HP stands for Hire Purchase.
How does it work?
This is a traditional method of buying a car without paying the full price in a lump sum and it’s basically a good, old-fashioned car loan – of a sort. Like PCP, you can pay a deposit of your choosing (this time, it’s not normally limited to a percentage of a vehicle’s value and you can choose to pay no deposit at all on some deals) and then you pay monthly finance on the rest of the car’s value, plus interest (set by the amount of APR). It’s like going to a third-party finance lender, such as a bank, and asking for a loan of, say, €25,000 to buy a car, and then paying that €25,000 plus interest back over a period of time; it’s just that the car manufacturers will provide HP themselves, through the financial arms of their business. Like PCPs, HP agreements can run over a variable number of years, so you can choose to spread your payments over anything between one and five years – although different time limitations might apply with different car dealers.

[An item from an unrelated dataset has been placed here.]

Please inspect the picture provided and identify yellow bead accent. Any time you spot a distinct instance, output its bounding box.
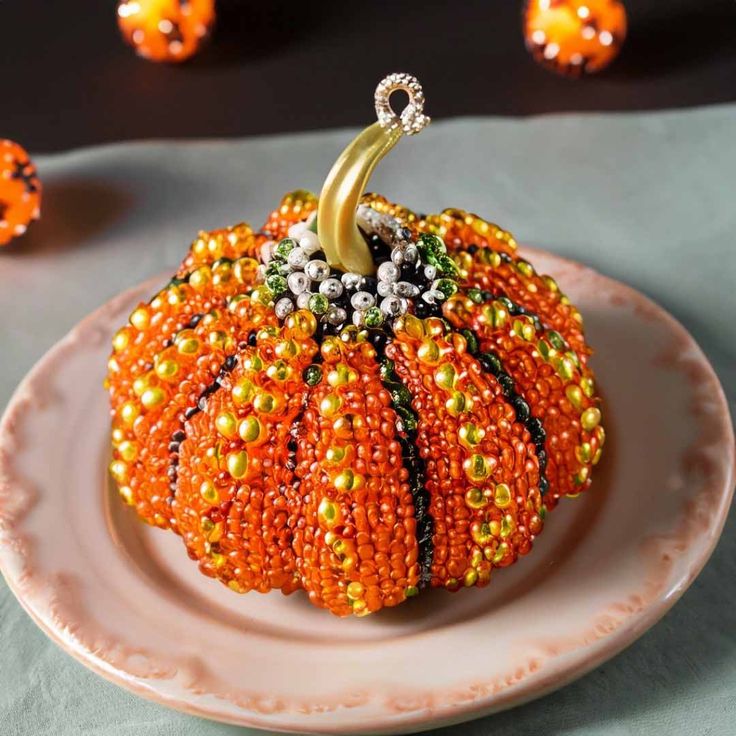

There are no conditions on HP agreements regarding mileage or condition. You borrow the price to change for the vehicle and agree to pay XX per month over the agreed period of the HP. The Hire purchase attached to the vehicle must be cleared in order to sell this onto another party (settlement).
The monthly payments will be considerably higher than on PCP because, minus the deposit, you’re then financing the entire outstanding value of the vehicle across the term of the agreement. There are also fewer choices at the end of an HP agreement because in essence, you’re just buying a car in its entirety – it’s simply that you’re spreading out the payment for the car over a number of years. The APR rates offered by the manufacturers’ financial services will normally not be as competitive as the APR rates you’d get from a bank or other lender, although this can change, especially around new registration periods when manufacturers offer multiple incentives on HP (and PCP, too) in order to encourage new car sales.
Which should I choose?
The simplest way to put it is this: do you want to legally own the vehicle at the end of the agreement and can you afford higher monthly payments, or are you happy to go on changing your car every few years for the newest and latest models, and you wish to keep your monthly payments low? If the former, you want to use HP, but be aware you’ll be paying more per month than with PCP. If the latter, PCP is a flexible and cost-efficient way to go – however, make sure you adhere to all the rules of the agreement, including mileage rates and vehicle condition upon return, to get the best from the finance arrangement.